For instance, in a report considered by the Senate Committee on Public Accounts, the Auditor General had queried the Ministry of Petroleum Resources for printing awareness leaflets on the Petroleum Industry Bill (PIB) for the sum of N98.4 million without due process. The committee also found that N39 million was paid into the accounts of two members of staff in the ministry for “project monitoring” within the Federal Capital Territory (FCT), Abuja. The AuGF’s query yielded no concrete action in these matters.

The audit reports have exposed many leakages that threaten the country’s finances and most of these leakages are man-made holes. These holes are dug by MDAs with either outright disregard for transparency and accountability or an inability to grasp the impact of their carelessness on the citizens they have been appointed to serve.

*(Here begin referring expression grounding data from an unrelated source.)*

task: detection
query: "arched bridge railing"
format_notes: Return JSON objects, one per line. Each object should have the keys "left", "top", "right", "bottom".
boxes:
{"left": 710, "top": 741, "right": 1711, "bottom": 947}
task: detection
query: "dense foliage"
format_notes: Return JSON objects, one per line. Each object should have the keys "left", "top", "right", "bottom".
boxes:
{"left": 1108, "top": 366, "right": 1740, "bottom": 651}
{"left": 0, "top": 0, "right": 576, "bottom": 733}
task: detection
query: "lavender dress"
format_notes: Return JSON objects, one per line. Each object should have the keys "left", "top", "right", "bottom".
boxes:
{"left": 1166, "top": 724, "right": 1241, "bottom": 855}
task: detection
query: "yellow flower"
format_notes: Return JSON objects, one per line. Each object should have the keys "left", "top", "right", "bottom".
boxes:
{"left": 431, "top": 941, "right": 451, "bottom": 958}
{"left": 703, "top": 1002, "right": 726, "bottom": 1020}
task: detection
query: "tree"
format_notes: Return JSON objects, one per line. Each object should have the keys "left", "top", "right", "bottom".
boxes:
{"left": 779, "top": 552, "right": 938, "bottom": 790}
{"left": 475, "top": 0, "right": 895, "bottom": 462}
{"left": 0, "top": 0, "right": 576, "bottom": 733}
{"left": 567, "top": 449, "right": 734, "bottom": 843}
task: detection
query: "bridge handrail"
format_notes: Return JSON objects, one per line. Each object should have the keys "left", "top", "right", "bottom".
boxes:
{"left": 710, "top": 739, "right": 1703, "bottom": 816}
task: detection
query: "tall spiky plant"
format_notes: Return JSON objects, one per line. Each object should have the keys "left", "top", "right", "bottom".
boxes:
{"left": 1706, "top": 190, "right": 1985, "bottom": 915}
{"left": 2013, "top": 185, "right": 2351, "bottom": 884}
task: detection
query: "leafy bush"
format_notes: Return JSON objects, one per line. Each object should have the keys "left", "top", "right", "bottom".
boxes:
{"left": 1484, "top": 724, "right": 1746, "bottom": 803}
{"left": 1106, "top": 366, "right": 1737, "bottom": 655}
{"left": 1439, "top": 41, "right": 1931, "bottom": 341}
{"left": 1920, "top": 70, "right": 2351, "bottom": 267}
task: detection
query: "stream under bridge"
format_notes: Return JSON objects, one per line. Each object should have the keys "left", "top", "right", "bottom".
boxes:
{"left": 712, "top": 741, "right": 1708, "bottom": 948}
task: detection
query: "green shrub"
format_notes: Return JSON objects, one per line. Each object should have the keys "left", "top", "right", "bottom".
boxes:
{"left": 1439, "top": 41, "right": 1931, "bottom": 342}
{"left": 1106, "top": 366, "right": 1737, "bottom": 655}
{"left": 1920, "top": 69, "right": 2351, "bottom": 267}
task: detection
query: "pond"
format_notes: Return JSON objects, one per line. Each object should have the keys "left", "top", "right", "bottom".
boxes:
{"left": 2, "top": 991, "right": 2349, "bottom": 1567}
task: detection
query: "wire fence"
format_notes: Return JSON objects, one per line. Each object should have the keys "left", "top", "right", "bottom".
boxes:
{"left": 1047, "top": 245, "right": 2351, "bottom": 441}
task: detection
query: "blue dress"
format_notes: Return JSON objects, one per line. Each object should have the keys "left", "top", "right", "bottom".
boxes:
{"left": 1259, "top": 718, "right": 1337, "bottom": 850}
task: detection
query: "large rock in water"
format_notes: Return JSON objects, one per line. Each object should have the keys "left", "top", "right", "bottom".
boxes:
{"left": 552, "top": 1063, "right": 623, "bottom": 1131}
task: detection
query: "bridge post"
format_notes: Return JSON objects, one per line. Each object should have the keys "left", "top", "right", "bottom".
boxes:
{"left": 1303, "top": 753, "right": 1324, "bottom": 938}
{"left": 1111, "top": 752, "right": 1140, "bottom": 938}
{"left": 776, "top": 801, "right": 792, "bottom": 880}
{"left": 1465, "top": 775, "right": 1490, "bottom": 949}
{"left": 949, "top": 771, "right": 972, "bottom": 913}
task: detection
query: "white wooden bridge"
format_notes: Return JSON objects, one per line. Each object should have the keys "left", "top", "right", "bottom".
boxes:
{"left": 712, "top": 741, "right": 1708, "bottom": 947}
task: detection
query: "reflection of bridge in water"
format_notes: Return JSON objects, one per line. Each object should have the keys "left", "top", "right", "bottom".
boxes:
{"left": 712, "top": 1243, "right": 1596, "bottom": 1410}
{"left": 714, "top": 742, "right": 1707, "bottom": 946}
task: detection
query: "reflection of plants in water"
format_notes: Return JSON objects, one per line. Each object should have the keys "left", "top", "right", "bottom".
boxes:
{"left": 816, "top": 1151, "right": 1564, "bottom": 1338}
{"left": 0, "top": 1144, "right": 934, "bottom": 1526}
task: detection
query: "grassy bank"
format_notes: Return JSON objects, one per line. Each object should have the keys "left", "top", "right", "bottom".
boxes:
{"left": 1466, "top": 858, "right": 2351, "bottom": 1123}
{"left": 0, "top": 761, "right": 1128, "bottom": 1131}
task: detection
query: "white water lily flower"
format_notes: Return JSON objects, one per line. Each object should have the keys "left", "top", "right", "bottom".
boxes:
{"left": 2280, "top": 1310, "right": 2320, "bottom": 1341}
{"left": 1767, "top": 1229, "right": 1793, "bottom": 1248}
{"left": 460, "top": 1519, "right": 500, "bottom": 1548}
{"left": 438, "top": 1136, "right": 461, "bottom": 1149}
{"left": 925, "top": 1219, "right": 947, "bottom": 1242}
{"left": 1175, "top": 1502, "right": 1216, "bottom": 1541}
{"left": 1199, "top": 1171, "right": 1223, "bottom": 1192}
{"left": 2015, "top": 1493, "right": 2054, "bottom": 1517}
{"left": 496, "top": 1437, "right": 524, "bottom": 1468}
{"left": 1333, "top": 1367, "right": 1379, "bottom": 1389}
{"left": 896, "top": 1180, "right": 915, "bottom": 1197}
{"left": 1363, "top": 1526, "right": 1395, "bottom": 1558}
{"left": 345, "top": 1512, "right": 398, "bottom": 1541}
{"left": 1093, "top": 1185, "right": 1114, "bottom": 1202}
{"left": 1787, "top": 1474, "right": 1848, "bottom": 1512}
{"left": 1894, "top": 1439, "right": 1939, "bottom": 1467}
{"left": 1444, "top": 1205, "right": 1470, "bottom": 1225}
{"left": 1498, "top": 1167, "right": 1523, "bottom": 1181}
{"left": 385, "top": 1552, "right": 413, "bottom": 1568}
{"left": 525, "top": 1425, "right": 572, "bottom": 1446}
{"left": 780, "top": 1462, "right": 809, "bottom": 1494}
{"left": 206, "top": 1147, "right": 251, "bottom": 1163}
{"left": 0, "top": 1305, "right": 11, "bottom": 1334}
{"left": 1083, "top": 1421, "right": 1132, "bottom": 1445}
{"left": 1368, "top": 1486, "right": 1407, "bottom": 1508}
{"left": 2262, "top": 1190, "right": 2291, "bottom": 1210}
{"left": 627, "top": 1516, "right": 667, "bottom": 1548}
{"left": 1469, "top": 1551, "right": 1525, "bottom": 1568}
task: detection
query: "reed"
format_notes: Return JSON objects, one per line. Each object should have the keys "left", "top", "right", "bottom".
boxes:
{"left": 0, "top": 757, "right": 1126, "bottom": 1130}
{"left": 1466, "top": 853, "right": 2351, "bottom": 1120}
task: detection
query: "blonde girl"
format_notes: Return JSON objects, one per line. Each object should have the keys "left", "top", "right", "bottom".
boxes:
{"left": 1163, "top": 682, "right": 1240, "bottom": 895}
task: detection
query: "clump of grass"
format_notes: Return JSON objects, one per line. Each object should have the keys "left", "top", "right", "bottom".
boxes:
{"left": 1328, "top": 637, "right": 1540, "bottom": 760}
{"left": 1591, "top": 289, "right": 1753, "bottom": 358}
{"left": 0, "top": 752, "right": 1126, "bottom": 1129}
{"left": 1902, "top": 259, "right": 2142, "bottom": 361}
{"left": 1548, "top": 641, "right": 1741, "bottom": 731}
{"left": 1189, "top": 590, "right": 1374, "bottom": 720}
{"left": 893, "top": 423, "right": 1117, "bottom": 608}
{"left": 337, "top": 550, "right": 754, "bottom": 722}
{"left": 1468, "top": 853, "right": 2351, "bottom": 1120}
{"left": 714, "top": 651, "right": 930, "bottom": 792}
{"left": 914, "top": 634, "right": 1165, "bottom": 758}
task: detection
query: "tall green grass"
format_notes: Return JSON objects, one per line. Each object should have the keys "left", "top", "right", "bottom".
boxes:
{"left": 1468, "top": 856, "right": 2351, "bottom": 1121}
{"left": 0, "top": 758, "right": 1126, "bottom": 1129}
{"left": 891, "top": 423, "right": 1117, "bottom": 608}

For a cash-strapped country, the AuGF’s report should be a critical tool for salvaging the nation and averting impending fiscal implosion. The National Assembly which is culpable in the humongous leakages of public funds should wear a garment of new heart for the survival of the country. With a total public debt profit of N42.84 trillion and over 90 percent of its revenue spent on debt servicing, mere brandishing of audit reports that would not lead to tackling the identified problems or bringing errant public servants to book is nothing but a ceremonial display of routing act.

This newspaper calls for a change in the use of the AuGF’s reports as a tool to reform the nation’s public accounts administration and salvaging a nation neck-deep in corruption which seems to have been unintentionally elevated to a competing priority among unscripted government workers.

The next substantive AuGF should deploy ways of reaching out to members of the National Assembly to see to it that the reports of the OAuGF are used to achieve the mission of the institution, namely “Enhance good governance and public accountability through the conduct of audits to ensure better financial management and optimum use of public resources to maintain sustainable development.”